“Pursuing Lines, Curves and Abstract Languages” is a new exhibit at Gualala Arts, featuring the works of Mirka Knaster, Paula Haymond and Michael Connor. The exhibit opens Saturday, July 3, from 11:00 a.m. to 7:00 p.m. in Coleman Hall at Gualala Arts. Members may preview the exhibit on Friday, July 2, from 11:00 a.m to 4:00 p.m. The exhibit continues through Sunday, August 1.
Michael Connor is best known for his abstract paintings. His work examines the relationship between form and fluidity. Born in Minneapolis, Michael attended the Minneapolis School of Art before moving to California where he worked as a Creative Director in the Silicon Valley advertising industry. Following a near-death experience, his body of work took on a lucid form of storytelling. His non-linear narratives illustrate his experience navigating what he candidly describes as “going somewhere else.”

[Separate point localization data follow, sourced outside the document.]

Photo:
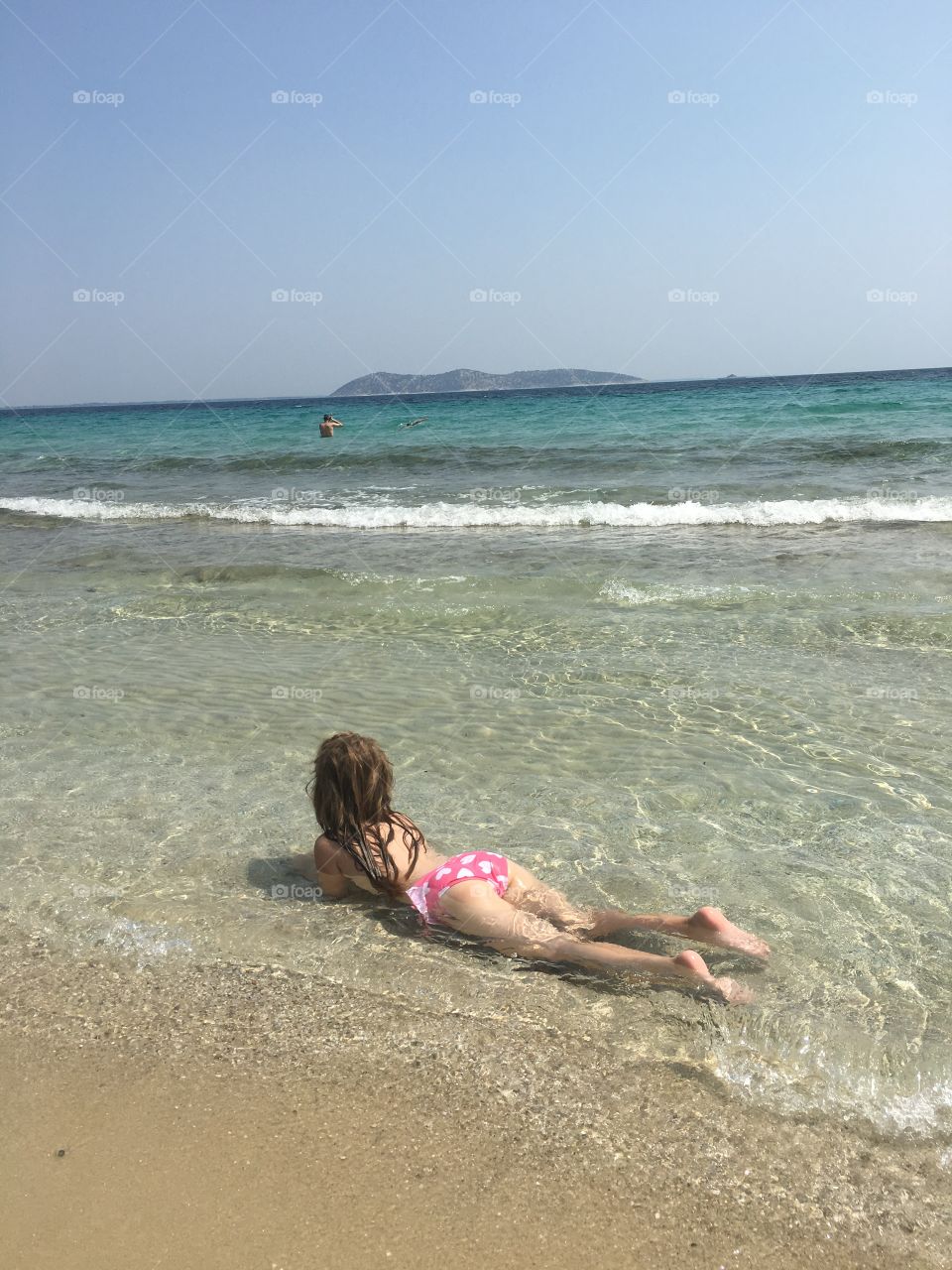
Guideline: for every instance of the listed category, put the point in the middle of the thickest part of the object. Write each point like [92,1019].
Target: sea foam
[461,516]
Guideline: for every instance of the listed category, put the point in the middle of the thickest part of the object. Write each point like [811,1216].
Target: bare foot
[722,989]
[710,926]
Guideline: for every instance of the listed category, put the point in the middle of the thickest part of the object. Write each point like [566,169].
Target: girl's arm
[321,866]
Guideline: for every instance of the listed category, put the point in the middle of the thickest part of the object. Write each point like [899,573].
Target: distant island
[384,382]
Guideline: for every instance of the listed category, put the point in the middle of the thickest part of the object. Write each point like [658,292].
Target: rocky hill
[384,382]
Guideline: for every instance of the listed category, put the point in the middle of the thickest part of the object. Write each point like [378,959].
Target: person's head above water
[352,788]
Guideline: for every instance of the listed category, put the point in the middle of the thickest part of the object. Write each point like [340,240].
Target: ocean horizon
[664,644]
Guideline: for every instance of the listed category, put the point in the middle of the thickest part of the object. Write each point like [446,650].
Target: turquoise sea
[666,644]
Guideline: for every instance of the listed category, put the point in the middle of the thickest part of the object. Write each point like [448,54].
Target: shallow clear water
[654,712]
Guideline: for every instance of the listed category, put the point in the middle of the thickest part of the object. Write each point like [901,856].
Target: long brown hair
[350,789]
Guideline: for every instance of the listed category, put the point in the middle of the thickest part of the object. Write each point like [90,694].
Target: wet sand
[248,1116]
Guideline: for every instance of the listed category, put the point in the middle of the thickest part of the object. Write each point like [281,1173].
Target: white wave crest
[461,516]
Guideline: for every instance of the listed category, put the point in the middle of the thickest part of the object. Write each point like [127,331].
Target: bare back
[331,858]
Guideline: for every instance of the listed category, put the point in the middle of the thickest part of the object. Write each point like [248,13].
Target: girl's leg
[705,926]
[474,908]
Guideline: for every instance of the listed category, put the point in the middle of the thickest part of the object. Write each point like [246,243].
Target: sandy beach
[249,1116]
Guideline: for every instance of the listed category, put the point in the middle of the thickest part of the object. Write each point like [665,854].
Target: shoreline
[461,1134]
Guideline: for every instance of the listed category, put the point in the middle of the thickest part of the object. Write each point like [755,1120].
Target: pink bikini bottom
[471,866]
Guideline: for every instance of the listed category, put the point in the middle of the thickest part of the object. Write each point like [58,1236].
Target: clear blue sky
[775,187]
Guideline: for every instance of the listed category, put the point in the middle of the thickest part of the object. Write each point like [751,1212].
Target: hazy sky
[574,163]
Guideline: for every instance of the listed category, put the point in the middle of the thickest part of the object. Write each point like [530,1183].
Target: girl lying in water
[366,843]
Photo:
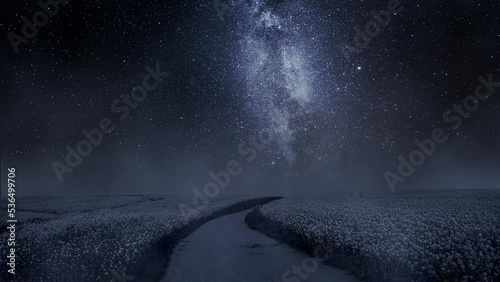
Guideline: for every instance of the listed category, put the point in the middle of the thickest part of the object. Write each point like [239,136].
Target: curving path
[225,249]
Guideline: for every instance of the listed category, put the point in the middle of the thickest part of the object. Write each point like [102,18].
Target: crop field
[102,238]
[453,236]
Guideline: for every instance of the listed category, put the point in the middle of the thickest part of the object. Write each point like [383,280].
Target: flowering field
[106,238]
[453,236]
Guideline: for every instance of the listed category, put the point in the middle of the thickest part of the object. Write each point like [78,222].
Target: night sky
[276,66]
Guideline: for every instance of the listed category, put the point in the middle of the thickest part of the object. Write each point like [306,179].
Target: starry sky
[237,69]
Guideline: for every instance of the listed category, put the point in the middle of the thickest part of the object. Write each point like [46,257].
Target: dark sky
[274,65]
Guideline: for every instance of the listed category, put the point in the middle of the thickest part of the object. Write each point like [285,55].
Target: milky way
[277,71]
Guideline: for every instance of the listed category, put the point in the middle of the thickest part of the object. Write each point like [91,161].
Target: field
[452,236]
[106,238]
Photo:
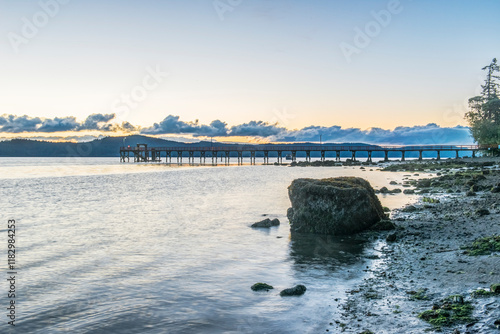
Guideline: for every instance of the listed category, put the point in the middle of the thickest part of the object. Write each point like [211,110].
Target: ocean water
[104,247]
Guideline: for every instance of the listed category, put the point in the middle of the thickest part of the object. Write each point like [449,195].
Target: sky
[241,70]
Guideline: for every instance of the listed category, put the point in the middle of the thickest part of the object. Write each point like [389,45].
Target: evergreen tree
[484,109]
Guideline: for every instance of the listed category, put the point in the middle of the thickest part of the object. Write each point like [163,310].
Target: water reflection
[325,250]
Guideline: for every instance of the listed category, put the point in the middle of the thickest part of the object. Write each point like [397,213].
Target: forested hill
[106,147]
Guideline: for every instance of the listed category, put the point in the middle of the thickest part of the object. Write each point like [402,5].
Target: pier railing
[143,153]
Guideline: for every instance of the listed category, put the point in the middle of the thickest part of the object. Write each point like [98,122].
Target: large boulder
[338,206]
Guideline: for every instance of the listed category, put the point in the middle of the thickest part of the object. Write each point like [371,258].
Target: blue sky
[260,60]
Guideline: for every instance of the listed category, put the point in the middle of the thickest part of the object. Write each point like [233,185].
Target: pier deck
[143,153]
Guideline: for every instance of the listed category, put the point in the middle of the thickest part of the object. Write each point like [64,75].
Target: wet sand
[427,262]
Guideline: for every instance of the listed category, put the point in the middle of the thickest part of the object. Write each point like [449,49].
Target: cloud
[416,135]
[15,124]
[23,124]
[256,129]
[172,125]
[98,122]
[58,124]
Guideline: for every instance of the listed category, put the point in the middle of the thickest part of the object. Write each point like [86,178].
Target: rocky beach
[438,270]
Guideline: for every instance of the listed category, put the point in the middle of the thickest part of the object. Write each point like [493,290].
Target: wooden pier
[143,153]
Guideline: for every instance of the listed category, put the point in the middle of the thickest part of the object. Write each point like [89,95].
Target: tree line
[484,110]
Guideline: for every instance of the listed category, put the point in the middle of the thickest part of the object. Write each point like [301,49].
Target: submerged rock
[267,223]
[409,208]
[295,291]
[391,237]
[482,212]
[261,286]
[338,206]
[383,225]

Coastal artists Mirka Knaster and Paula Haymond are keen on abstract art. They offer beautiful and engaging works that appeal aesthetically and arouse curiosity. Presenting new ways of looking at what’s all around us and inviting viewers’ imaginations to roam freely is what makes their abstract art so intriguing. Both artists work with a mixture of media and techniques. Haymond sculpts, burns, pierces, and paints wood, metal, and stone to create three-dimensional objects. Knaster combines textiles, handmade paper, thread, paint, dye, and ink in her 2-D and 3-D pieces.

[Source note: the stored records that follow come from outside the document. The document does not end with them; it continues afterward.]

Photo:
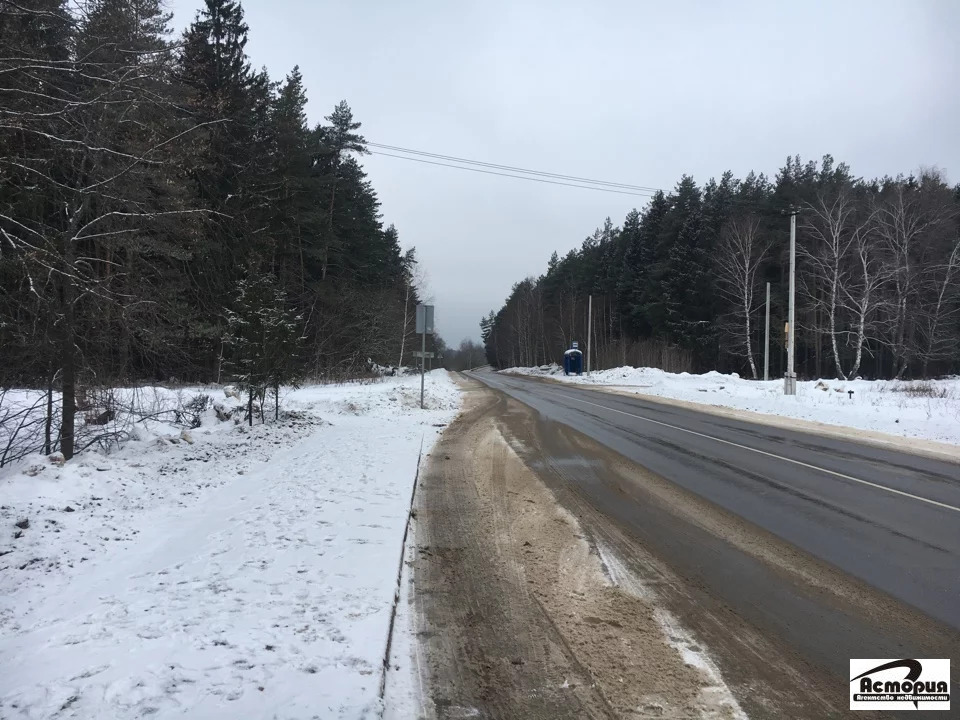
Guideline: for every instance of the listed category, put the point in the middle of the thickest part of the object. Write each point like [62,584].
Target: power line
[526,171]
[643,193]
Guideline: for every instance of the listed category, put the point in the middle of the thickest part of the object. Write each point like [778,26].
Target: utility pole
[790,379]
[423,362]
[766,341]
[589,328]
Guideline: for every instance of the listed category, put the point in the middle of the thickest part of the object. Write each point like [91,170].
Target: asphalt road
[888,518]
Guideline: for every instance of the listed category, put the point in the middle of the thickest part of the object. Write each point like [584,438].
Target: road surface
[784,554]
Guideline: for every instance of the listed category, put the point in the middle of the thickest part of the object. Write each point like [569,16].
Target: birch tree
[739,255]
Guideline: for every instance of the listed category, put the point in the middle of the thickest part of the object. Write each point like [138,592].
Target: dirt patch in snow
[514,609]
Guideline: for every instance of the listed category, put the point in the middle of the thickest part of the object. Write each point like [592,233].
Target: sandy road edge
[914,446]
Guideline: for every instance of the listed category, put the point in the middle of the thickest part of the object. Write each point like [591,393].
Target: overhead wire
[531,175]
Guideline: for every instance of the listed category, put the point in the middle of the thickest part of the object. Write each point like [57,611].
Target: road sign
[425,319]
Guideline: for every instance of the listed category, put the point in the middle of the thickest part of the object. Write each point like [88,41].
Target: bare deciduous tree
[739,255]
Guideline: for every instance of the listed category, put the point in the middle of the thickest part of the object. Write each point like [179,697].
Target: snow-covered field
[928,410]
[226,572]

Abstract art often triggers pareidolia, our tendency to perceive a specific, often meaningful image in a random or ambiguous visual pattern. Like the magic of seeing an animal in a cloud or discerning a face in the moon, abstract art stimulates our capacity to create a story. Our mind takes over when the artist does not provide a mimetic representation of a place, person, or object. Abstract art encourages us to go beyond what reality presents and interpret the shapes, lines, colors, and designs through a different filter. We can get lost in the abstract images. Then, as we fill in the gaps ourselves, feeling and thinking what the artwork means to us, we’re gifted with finding something unexpected in the relationships between the shapes and spaces.